Tag: Aldo Busi, Ennio Bissolati, Georges Perec, Giorgio Perecco, Herman Melville, Valéry Larbaud, Vladimir Alexandrovič Bazarov
20 gennaio 2016 alle 10:40
È fantastica! Daiii… dopo il terzo accento mancante, stavo per scrivere: “Occhio! È successo qualcosa al testo…” Per fortuna mi sono trattenuta. È geniale questa “recensione” e, cavoli, mi ha fatto ridere un sacco (ridere, non sorridere, cosa che di solito faccio poco). E per colpa di questo poi mi sono sentita una sfigata quando ho letto: “E il lettore dovrebbe, immagino, nell’immaginazione dell’immaginario Giorgio Perecco, farsi una risata.” Ma perdono tutto a chi sa fare tanto.

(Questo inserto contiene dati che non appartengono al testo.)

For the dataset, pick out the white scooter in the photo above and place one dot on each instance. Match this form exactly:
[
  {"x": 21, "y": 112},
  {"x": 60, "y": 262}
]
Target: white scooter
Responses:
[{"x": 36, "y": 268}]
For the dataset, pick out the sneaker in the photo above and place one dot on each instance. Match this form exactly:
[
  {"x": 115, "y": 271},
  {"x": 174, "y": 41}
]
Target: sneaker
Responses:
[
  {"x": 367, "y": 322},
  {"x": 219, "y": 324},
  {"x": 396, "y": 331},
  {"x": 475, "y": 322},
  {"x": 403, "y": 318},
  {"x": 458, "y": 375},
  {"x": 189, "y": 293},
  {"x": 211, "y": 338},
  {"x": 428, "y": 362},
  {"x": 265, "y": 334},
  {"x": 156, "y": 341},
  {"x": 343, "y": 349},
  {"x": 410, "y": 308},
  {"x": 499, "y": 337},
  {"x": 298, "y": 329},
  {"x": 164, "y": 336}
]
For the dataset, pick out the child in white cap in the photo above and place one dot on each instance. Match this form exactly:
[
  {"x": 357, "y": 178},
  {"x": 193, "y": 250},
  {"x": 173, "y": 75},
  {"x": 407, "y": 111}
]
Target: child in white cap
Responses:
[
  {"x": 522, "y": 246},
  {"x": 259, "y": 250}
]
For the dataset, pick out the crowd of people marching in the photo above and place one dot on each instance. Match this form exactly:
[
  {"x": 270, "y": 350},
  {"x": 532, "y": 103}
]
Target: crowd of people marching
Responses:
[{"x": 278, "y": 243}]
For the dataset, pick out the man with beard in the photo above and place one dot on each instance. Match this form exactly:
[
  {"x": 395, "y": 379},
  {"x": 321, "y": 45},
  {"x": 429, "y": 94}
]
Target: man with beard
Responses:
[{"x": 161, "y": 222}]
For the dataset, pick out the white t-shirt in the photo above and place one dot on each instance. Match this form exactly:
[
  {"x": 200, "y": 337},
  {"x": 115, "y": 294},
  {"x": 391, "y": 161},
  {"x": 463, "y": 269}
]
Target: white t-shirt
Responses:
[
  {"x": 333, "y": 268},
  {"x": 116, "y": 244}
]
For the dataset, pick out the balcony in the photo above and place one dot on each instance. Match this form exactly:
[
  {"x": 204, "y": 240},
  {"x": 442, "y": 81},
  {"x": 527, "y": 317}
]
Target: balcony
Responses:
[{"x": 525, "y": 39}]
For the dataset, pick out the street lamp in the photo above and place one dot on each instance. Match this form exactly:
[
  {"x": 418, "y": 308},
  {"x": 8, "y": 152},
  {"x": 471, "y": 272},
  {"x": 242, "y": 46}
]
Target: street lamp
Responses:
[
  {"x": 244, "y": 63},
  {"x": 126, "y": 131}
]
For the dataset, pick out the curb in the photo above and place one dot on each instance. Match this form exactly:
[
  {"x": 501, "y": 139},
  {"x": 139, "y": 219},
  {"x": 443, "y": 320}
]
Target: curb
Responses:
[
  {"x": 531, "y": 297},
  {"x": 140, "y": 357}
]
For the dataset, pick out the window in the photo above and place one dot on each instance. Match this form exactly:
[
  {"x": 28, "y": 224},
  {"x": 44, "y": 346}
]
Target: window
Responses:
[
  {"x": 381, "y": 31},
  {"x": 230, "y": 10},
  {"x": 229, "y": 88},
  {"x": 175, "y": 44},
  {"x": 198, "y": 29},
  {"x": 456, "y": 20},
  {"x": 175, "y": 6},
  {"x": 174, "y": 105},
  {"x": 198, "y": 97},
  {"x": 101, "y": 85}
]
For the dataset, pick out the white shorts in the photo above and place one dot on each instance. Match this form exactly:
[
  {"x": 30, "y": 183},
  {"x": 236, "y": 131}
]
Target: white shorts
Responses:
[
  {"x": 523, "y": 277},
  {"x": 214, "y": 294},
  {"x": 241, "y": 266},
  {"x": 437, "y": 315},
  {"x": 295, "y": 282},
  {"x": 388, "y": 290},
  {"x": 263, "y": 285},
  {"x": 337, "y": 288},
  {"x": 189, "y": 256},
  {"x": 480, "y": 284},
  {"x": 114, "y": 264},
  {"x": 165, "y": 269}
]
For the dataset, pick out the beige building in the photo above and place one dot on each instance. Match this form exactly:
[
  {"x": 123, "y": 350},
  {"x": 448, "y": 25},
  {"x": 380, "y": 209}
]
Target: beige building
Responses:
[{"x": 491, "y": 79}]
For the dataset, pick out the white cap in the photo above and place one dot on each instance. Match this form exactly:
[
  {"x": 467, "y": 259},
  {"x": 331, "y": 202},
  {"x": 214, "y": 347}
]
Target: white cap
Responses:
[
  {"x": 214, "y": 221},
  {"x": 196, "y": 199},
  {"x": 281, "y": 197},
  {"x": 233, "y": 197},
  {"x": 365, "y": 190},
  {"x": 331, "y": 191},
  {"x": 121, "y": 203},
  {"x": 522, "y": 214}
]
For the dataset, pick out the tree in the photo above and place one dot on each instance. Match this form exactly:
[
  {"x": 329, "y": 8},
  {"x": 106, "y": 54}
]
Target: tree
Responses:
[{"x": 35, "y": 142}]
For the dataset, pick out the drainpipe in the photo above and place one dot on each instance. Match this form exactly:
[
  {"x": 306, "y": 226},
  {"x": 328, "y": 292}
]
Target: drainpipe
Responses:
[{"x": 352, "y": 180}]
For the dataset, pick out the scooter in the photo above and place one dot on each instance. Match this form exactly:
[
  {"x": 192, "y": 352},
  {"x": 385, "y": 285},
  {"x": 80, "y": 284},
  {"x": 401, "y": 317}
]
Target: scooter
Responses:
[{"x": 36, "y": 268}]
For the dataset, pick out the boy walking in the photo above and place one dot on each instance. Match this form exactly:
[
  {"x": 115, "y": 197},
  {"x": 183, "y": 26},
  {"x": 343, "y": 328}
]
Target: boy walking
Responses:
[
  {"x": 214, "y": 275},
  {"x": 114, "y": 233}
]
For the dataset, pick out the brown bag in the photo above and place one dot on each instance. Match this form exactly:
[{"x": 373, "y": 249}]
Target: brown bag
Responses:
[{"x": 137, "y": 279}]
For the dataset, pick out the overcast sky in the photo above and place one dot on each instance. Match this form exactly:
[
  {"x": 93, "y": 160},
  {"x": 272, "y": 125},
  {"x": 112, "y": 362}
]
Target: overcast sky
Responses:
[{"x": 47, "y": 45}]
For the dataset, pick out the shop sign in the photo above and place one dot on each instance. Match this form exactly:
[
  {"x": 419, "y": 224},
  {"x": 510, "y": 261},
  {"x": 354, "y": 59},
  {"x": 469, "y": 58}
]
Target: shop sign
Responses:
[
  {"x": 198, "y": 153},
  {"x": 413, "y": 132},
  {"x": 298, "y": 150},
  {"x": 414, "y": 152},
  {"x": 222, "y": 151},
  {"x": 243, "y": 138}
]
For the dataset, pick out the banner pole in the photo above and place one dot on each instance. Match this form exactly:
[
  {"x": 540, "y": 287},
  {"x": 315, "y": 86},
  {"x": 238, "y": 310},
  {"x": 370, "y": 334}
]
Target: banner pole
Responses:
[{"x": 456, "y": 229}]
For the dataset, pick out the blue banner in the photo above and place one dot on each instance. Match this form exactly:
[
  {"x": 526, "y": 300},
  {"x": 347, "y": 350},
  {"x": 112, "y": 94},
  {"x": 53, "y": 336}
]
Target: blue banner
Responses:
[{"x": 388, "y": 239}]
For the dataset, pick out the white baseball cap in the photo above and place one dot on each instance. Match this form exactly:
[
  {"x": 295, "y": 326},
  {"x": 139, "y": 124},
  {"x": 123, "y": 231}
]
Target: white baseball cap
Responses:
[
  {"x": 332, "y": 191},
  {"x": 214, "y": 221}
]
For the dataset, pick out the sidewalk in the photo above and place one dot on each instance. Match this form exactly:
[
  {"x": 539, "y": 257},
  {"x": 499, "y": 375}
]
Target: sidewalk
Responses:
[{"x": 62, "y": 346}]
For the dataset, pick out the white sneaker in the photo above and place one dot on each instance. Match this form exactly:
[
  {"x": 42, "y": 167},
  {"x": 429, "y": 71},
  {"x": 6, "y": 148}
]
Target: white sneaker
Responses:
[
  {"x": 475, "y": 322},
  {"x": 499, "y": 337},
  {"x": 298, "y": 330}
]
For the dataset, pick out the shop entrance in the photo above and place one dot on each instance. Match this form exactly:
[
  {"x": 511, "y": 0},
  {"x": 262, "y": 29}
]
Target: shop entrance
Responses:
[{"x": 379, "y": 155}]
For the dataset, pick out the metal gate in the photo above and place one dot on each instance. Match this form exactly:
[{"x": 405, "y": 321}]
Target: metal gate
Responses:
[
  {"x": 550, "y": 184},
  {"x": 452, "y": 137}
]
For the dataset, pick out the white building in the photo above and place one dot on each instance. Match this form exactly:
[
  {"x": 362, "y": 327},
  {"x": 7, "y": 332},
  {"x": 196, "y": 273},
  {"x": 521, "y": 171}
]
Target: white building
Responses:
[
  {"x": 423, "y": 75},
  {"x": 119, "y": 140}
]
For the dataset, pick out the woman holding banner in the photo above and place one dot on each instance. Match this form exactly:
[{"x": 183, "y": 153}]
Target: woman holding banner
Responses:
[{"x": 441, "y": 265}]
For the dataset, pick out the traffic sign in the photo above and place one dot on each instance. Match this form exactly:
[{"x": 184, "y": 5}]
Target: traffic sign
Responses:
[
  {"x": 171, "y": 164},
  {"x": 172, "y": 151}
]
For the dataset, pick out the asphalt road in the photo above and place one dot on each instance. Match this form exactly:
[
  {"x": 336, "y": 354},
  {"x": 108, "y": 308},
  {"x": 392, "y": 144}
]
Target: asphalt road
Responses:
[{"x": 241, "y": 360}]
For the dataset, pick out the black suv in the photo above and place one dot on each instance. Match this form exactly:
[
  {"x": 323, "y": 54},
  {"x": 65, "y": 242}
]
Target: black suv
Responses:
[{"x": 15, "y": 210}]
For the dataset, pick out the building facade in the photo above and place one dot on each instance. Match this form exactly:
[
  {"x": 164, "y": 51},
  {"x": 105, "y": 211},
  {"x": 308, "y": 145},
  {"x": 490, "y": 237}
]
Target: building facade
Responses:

20 gennaio 2016 alle 10:52
Caro Bissolati, la mancanza di carita è certamente un’omissione argutissima e voluta dell’accento. Lei è un genio!
20 gennaio 2016 alle 10:56
Vi ringrazio, care signore: ma non esageriamo. Il genio è tutt’altra cosa.
20 gennaio 2016 alle 13:04
“ 29 giugno 1991 – Perec. Marie Josè. “ [*]
[*] Lsds / 675
20 gennaio 2016 alle 13:13
Il Bissolati secondo me in maniera imperdonabile omette il nome di Baricco e del Bartleboom di Oceano Mare. Ma un’omissione in un post che recensisce un volume che fa perno su un’omissione, e che omette a sua volta l’accento mi chiedo se possa chiamarsi ancora omissione, nel senso vieto in cui parliamo di omissione nella comunicazione ordinaria. Un capitale e un peso eccessivo di omissioni possono portare a infiniti e infinitamente interpretabili capolavori. Ho letto in una letteratura belga, che un grande del seicento fiammingo avrebbe scritto un’opera letteraria che ometteva tutto: a partire dal titolo, e dall’intero svolgimento. Impossibile capire, ad esempio, se fosse prosa o poesia. Indistinti i personaggi e la trama. Indistinti fino alla scompariscenza. Una copia dell’opera si trova (dicono i più informati) in un caveau di Bruxelles… pochi hanno potuto complsare il volume… forse a causa di qualche (ancor più sostanziale) omissione…
20 gennaio 2016 alle 13:51
Gentile Enrico: il fatto è che io, essendo un originale, diffido delle imitazioni. La saluto caramente.
20 gennaio 2016 alle 15:03
La stessa cosa che sostiene il mio amico Cesare Palladini da Bellaria.